With the medical ecosystem changing, and the allocation of healthcare costs being spread more evenly through the healthcare spectrum, we are seeing innovations that extend towards the preventive, primary and post-critical care environments, rather than merely to the cath-lab, ICU or surgical suite.
These new companies might have developed a new patentable hardware piece, but the essence of the solution is defined as offering a suitably differentiated business model from that encountered to date.
An example of this type of technology – in an unexpected area of preventative medicine – is Hyprevention (Pessac, France). The company offers the Y-strut product, a preventative hip support implant for patients who are deemed high-risk of hip fracture. By implanting these intra-femoral nails, the patient may mitigate the risk of resultant fracture. "We have two key markets in which we operate," said Cécile Vienney, CEO of the company. "Patients with bone metastases can prevent irreparable damage by means of an additional strut in their hip bone," she told Medical Device Daily, "but even more so, the orthopedic hip patient who is considered high risk for contra-lateral hip damage could add our minimally invasive element to the larger, more acute procedure being performed." The company has started initial clinical studies, with 15 patients treated to date across key centers in France and Belgium.
It is likely that the key driver to the development of such a preventative product is the health economic data. Such data would probably suggest that effective targeting of high-risk sub-populations, and their subsequent pre-treatment could mitigate large medical risks and payor costs. While important to balance the "primarily, do no harm" with the "ensure that you prevent future harm" ethos of preventative treatment, the existence of such an approach is indicative of a more sophisticated perspective to medical innovation and economic business models. The Y-strut product might have been available decades ago, but the respect that such a preventative solution might command is a result of recent patient sub-segmentation analysis and economic realities settling in.

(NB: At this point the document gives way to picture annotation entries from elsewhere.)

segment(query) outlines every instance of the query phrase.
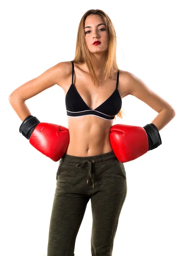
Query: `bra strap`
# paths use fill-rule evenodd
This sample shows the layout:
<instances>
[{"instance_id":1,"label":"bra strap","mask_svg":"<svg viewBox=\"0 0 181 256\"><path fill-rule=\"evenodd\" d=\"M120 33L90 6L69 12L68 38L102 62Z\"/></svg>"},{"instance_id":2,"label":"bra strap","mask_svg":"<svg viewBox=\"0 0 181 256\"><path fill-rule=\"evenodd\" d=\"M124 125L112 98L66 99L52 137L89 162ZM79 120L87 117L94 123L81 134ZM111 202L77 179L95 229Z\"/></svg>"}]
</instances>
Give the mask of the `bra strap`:
<instances>
[{"instance_id":1,"label":"bra strap","mask_svg":"<svg viewBox=\"0 0 181 256\"><path fill-rule=\"evenodd\" d=\"M118 74L117 75L116 89L118 88L118 81L119 81L119 71L118 71Z\"/></svg>"},{"instance_id":2,"label":"bra strap","mask_svg":"<svg viewBox=\"0 0 181 256\"><path fill-rule=\"evenodd\" d=\"M71 61L72 63L72 84L73 84L74 82L74 62L72 61Z\"/></svg>"}]
</instances>

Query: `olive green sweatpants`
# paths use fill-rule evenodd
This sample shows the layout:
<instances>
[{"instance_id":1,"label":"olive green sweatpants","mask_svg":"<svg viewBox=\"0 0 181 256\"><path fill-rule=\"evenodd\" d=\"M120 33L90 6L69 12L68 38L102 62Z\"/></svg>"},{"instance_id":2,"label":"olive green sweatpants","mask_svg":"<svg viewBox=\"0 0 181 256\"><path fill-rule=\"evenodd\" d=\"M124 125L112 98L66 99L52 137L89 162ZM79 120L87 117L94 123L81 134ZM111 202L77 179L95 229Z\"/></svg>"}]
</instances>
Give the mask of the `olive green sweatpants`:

A similar approach may be taken to Abionic (Lausanne), a company that has developed a rapid point-of-care testing platform for allergy testing. Using advanced nanosensor technology from EPFL (Lausanne), the abioSCOPE product offers the primary physician the opportunity to offer readouts from allergy test samples in minutes, rather than to send the sample to the laboratory for analysis. While there is highly innovative technology here (based on proprietary reagents that enable rapid nano-scale analysis) the key differentiating factor is that this is an enabler for the physician to maintain ownership of the patient, and not to elicit the more costly outsourcing services of others. Nicholas Durand, CEO and founder of Abionic, told MDD, "We are seeing a trend that, with the development of Accountable Care Organizations in many parts of the world, physician groups prefer to support in-house diagnostic capabilities, rather than to resort to using outside parties. Our technology and products are benefitting from that desire for independence."
MobiSante (Redmond, Washington) is another company that supports the premise that innovation in today's medical world might involve a broader perspective. Sailesh Chutani is the CEO and founder of this digital health company. An ex-Microsoft exploratory research investment specialist, Chutani is also co-author of a book that takes a global view of the impact of the mobile phone on healthcare. MobiSante's goal is to enable more widespread use of basic ultrasound by offering simple, cheap, software add-ons to a simple generic ultrasound probe. "It just appears to me," Chutani told MDD, "that many non-complex tests using generic ultrasound, can be invaluable in many parts of the primary healthcare system, and can save billions when managed at the primary location." With that in mind, he linked a simple ultrasound system to the tablet or smartphone, ensured high quality cloud data management and sharing – great for rapid second opinions. He then offered the non-expert physician the opportunity to benefit from the technology at a low price point.
The software specialist took off-the-shelf components, and put together a software system "that could empower a non-specialist in a game-changing manner" Chatani explained. "It is revolutionary, because it can increase medical efficiency, is time saving and life saving," he added.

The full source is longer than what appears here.